Azure DevOps has an additional requirement that Git clients support a protocol feature called "multi-ack". We don't support it yet, and we didn't think we need it.
Rather than blocking our roll-out on implementing multi-ack, we just disabled this for Azure DevOps for now. We do have a fallback as long as the user isn't using shallow clones.
Yes indeed! But this doesn't apply to a startup in the Explore phase, where you don't need replication, and how we did it for a long time. This is the phase where this architecture is the most use for product iteration.
But you're right, once you start using replication in the Expand phase, there certainly are engineering challenges, but they're all solvable challenges. It might help that in Common Lisp we can hot-reload code, which makes some migrations a lot easier.
We used an existing library called bknr.datastore to handle this part, so we didn't have to reinvent the wheel :) I mentioned that at the end of the blog post, but I wanted to build up the idea for people who have no prior knowledge about how such things work.
To clarify, as I think some people have misunderstood: we used an existing library called bknr.datastore to handle the "database" part of the in-memory store, so we didn't have to invent too much. Our only innovation here was during the Expand phase, where we put that datastore behind a Raft replication.
We do use Preset for metrics and dashboards, and obviously Preset isn't going to talk to our in-memory database.
So we do have a separate MySQL database where we just push analytics data. (e.g. each time an event of interest happens.) We never read from this database, and the data is a schemaless JSON.
Preset then queries from this database for our metrics purposes.
Raft does do persistence and crash recovery, at least of the transaction logs.
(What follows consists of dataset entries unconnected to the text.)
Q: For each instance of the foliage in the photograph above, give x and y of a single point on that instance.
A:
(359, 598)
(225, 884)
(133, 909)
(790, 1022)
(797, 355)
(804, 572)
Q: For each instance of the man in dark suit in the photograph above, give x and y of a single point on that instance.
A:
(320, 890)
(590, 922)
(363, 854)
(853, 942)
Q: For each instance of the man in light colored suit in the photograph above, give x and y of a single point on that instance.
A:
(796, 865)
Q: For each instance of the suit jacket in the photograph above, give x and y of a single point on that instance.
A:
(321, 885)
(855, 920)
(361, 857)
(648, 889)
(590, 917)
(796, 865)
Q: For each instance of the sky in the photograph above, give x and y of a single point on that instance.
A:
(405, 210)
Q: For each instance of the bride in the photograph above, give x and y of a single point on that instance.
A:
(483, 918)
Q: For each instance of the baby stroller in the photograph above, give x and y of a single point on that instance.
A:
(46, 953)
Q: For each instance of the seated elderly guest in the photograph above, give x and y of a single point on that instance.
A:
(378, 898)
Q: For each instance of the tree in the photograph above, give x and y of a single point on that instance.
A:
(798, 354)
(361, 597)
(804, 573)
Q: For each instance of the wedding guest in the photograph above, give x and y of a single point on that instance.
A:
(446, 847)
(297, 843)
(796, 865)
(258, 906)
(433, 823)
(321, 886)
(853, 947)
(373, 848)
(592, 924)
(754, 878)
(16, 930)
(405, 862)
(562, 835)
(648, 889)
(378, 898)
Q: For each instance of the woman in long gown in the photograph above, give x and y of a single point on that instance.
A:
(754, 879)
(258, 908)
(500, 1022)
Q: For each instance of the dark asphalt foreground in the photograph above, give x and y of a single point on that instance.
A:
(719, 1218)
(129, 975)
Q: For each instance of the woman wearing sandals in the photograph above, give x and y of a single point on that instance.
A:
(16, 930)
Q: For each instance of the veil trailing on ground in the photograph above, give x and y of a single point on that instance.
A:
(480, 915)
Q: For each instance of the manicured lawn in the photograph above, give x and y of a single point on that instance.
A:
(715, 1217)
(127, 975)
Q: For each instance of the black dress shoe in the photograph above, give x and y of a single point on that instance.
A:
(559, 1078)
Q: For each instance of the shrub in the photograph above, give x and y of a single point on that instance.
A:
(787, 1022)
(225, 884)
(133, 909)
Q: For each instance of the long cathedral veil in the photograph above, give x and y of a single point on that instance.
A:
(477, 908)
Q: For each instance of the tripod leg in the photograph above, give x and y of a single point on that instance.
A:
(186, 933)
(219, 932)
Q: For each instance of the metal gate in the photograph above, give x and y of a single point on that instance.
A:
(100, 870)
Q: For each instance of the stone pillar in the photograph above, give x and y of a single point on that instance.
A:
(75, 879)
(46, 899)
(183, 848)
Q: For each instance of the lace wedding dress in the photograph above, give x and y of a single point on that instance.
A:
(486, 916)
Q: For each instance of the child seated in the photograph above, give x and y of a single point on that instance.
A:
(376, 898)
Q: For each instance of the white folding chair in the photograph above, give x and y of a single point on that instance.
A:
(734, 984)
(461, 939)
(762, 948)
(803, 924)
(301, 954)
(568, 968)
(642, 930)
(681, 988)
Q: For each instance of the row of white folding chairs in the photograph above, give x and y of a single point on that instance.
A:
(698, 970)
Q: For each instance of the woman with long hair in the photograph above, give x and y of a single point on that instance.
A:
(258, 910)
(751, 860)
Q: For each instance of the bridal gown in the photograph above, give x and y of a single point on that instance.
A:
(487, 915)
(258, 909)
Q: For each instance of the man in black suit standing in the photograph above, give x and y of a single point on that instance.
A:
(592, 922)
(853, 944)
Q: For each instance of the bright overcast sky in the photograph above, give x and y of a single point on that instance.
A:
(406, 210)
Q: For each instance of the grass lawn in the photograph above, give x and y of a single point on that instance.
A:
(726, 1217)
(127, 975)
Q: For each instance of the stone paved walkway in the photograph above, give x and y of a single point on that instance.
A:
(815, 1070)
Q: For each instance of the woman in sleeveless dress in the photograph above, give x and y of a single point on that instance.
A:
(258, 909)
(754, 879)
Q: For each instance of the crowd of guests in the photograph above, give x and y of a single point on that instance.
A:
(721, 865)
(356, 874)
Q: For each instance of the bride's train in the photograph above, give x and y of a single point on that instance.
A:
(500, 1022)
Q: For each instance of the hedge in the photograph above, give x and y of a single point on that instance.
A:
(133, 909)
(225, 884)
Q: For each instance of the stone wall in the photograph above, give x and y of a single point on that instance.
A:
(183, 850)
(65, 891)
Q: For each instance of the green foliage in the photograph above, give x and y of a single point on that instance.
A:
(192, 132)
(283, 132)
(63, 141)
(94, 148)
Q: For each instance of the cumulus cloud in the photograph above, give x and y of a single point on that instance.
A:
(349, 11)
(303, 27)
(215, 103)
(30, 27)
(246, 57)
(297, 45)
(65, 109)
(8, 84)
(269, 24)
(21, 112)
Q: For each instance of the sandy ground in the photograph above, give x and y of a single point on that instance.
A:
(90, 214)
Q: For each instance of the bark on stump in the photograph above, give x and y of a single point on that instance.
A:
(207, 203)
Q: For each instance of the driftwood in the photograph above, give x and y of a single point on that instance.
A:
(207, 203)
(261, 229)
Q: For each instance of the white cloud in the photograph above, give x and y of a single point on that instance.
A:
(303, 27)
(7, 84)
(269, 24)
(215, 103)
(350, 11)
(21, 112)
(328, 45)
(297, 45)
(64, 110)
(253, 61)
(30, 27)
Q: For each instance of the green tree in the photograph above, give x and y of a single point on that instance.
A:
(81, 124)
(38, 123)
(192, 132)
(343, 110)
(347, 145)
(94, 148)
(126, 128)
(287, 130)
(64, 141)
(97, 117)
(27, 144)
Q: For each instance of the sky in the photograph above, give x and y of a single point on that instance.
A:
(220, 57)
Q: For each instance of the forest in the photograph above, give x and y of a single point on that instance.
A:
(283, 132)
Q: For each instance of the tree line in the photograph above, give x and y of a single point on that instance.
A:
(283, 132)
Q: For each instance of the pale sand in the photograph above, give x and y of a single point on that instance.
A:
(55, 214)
What you need from your side (and there are libraries that already do this):
a) A mechanism to snapshot all the data
b) An easy in-memory mechanism to create indexes on fields--not strictly needed, but definitely makes things a lot more easier to work with.
Bespoke data structures are just simple classes, so if you're familiar with traversing simple objects in the language of your choice, you're all set. You might be over-estimating the benefits of a query engine (and I have worked at multiple places that used MySQL extensively, and used MySQL to build heavily scaled software in the past).
> Raft does do persistence and crash recovery, at least of the transaction logs.
It simply does not. The paper that definitionally is Raft doesn't tell you how to interact with durable storage. The raft protocol handles crash recovery in so far as it allows one or more nodes to rebuild state after a crash, but Raft doesn't talk about serialization or WAL or any of the other things you inevitably have to do for reliability and performance. It gives you a way to go from some existing state to the state of the leader (even if that means downloading the full state from scratch), but it doesn't give you a way to go from a pile of bits on a disk to that existing state.
If you have a library that implements Raft and gives you those things, that's not Raft giving you things. And that library could just be SQLite.
> You might be over-estimating the benefits of a query engine
No, I'm not. It's great to describe the data I want and get, say, an array of strings back without having to crawl some Btrees by hand.
> The paper that definitionally is Raft doesn't tell you how to interact with durable storage.
That's being a bit pedantic. Yeah, I did mean that any respectable library implementing Raft would handle all of this correctly.
> without having to crawl some Btrees by hand.
This is not how I query an index. First, we don't even use Btrees, most of the times it's just hash-tables, and otherwise it's a simpler form of binary search trees. But in both cases, it's completely abstracted away in library I'm using. So if I'm trying to search for companies with a given name, in my code it looks like '(company-with-name "foobar")'. If I'm looking for users that belong to a specific company, it'll look like '(users-for-company company)'.
So I still think you're overestimating the benefits of a query engine.
This is fascinating, thanks for the data! I agree with the the other reply to this: I probably should've said that it's easy to get a machine with 100s of GB of RAM instead of saying it's "cheap".
> It's quite odd that an argument grounded on performance claims
I probably did a bad job then, because everything in the blog post was meant to be developer productivity claims, not performance claims. (I come from a developer productivity background. I'm decent at performance stuff, but it's not what excites me, since for most companies my size performance is not critical as long as it scales.)
Using upload-pack allowed us to remove that constraint, since even in a shallow clone we can still get the commit graph via SSH from the remote.